HHS CISO: Healthcare orgs need to beef up basic security practices
A recent cybersecurity drill found that healthcare organizations to be more willing to share information and best practices, Kevin Charest, chief information security officer at the U.S. Department of Health and Human Services, says in an article at Healthcare Info Security.
Healthcare organizations tend to play it close to the vest because of liability fears, which hampers the industry as a whole in efforts to improve, he said.
The recent CyberRX drill involved information security teams at 13 healthcare sector companies, including a large nationwide retail pharmacy chain, hospitals and health insurance companies. Such a large interconnected system creates more risk, compared with other sectors, he said.
Four cybersecurity exercises were conducted over seven hours including a simulated attack on a state health insurance exchange connected to HHS' HealthCare.gov insurance marketplace and another involving a compromised medical device.

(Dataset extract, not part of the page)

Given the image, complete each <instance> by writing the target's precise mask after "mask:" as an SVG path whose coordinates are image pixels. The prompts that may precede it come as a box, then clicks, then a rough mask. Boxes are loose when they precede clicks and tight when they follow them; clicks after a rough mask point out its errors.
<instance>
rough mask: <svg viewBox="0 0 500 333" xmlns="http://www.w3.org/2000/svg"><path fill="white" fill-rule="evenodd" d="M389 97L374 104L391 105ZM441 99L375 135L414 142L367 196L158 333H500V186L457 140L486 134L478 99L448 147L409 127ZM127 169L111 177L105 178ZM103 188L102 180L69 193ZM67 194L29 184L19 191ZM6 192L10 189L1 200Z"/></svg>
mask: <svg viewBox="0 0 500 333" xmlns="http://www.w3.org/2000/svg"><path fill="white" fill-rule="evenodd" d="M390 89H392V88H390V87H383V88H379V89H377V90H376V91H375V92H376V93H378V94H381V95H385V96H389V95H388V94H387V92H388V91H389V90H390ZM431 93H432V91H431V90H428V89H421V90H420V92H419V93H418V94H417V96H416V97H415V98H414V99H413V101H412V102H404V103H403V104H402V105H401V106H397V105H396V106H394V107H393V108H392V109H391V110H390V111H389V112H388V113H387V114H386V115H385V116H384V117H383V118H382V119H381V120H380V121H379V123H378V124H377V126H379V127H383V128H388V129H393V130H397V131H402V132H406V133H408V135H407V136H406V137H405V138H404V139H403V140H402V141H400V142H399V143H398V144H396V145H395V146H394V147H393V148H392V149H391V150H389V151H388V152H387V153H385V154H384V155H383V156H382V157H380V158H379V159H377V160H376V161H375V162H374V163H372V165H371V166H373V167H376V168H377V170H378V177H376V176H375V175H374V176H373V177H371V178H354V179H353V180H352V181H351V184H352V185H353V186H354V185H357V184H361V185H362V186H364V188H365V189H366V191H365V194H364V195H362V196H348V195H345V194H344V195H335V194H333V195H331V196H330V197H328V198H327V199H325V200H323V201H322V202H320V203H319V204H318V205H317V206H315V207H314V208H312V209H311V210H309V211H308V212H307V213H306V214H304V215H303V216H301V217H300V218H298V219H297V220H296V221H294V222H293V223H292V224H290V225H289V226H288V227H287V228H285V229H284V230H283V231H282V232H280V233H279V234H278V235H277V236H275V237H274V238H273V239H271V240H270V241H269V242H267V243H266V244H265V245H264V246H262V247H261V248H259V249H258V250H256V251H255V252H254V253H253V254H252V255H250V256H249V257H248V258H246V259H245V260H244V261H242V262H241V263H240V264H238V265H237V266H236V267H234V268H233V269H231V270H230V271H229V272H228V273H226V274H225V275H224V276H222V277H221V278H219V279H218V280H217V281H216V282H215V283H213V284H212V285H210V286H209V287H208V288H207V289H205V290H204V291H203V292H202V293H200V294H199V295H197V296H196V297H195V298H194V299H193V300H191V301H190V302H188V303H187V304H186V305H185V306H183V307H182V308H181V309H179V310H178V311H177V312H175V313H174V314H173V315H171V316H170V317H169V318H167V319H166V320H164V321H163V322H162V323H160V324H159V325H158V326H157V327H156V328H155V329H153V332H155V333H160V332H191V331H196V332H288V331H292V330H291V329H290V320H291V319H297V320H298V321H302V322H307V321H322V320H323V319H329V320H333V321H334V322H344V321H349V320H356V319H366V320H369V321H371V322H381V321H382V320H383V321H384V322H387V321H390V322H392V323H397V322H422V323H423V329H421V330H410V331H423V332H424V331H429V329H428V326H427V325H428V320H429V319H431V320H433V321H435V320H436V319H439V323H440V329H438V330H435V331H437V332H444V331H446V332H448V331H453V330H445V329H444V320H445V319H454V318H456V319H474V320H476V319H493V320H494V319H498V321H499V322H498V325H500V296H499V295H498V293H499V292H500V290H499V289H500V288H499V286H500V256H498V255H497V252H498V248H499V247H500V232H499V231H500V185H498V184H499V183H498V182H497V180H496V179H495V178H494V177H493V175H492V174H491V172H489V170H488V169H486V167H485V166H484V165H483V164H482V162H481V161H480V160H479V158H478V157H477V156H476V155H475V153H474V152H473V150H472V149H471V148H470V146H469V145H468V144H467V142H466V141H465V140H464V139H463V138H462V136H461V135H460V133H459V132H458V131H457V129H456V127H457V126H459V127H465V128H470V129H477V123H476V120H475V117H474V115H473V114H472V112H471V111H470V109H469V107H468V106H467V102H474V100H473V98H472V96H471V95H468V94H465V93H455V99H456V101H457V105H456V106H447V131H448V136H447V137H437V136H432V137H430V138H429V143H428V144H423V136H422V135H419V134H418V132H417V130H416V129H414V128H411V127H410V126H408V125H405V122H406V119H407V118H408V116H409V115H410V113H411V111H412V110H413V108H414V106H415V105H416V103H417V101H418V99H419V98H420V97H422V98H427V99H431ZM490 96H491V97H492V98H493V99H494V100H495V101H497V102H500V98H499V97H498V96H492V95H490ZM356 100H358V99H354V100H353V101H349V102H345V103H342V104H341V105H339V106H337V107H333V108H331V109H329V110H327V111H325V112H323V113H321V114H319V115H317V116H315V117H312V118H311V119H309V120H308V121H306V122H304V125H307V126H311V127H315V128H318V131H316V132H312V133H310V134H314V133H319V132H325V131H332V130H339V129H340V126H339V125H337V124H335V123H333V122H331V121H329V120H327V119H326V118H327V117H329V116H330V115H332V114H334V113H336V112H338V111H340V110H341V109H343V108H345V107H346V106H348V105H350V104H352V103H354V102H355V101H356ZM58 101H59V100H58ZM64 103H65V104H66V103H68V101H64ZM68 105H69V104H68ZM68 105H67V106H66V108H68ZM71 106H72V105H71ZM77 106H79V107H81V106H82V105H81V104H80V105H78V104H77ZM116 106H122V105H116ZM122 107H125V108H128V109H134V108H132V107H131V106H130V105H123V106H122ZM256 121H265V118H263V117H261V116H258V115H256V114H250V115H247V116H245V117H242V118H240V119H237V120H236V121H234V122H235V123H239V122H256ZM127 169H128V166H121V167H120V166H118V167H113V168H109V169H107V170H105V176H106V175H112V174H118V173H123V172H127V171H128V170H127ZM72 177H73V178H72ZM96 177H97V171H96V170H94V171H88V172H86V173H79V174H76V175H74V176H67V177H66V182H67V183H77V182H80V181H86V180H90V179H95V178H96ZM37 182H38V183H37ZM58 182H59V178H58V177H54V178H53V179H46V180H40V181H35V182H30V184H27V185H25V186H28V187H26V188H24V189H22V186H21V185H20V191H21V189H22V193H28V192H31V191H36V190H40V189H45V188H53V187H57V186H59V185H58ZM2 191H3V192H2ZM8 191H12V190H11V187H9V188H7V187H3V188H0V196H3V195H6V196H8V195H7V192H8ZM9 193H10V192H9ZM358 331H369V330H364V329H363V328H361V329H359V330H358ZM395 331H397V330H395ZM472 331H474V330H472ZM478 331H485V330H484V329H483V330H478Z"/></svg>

The drill also revealed that some organizations need to improve their "basic blocking and tackling."
"Organizations are realizing their internal playbooks are not as complete as they need to be," he says. That includes getting back to basics such as knowing who to call when an incident has occurred.
"It is clear that one of the conundrums is 'what do I share, and how can I share' so it doesn't cause me liability,'" Charest says. "If you've got a breach or other problem, and you share that [information], what liability have you introduced into your environment? Not liability from a cybersecurity standpoint, but liability from a company standpoint."
More about the lessons learned from the drill will be revealed at an April 21 conference planned by he Health Information Trust Alliance (HITRUST), which is coordinating the drills with HHS. A second drill is planned for this summer.
In a mock cyber attack on the Indian Health Service, hackers were able to gain access to a web server, which opened up the internal IHS network along with user account and password data. That high-risk flaw potentially could allow access to the whole HHS network, the report found.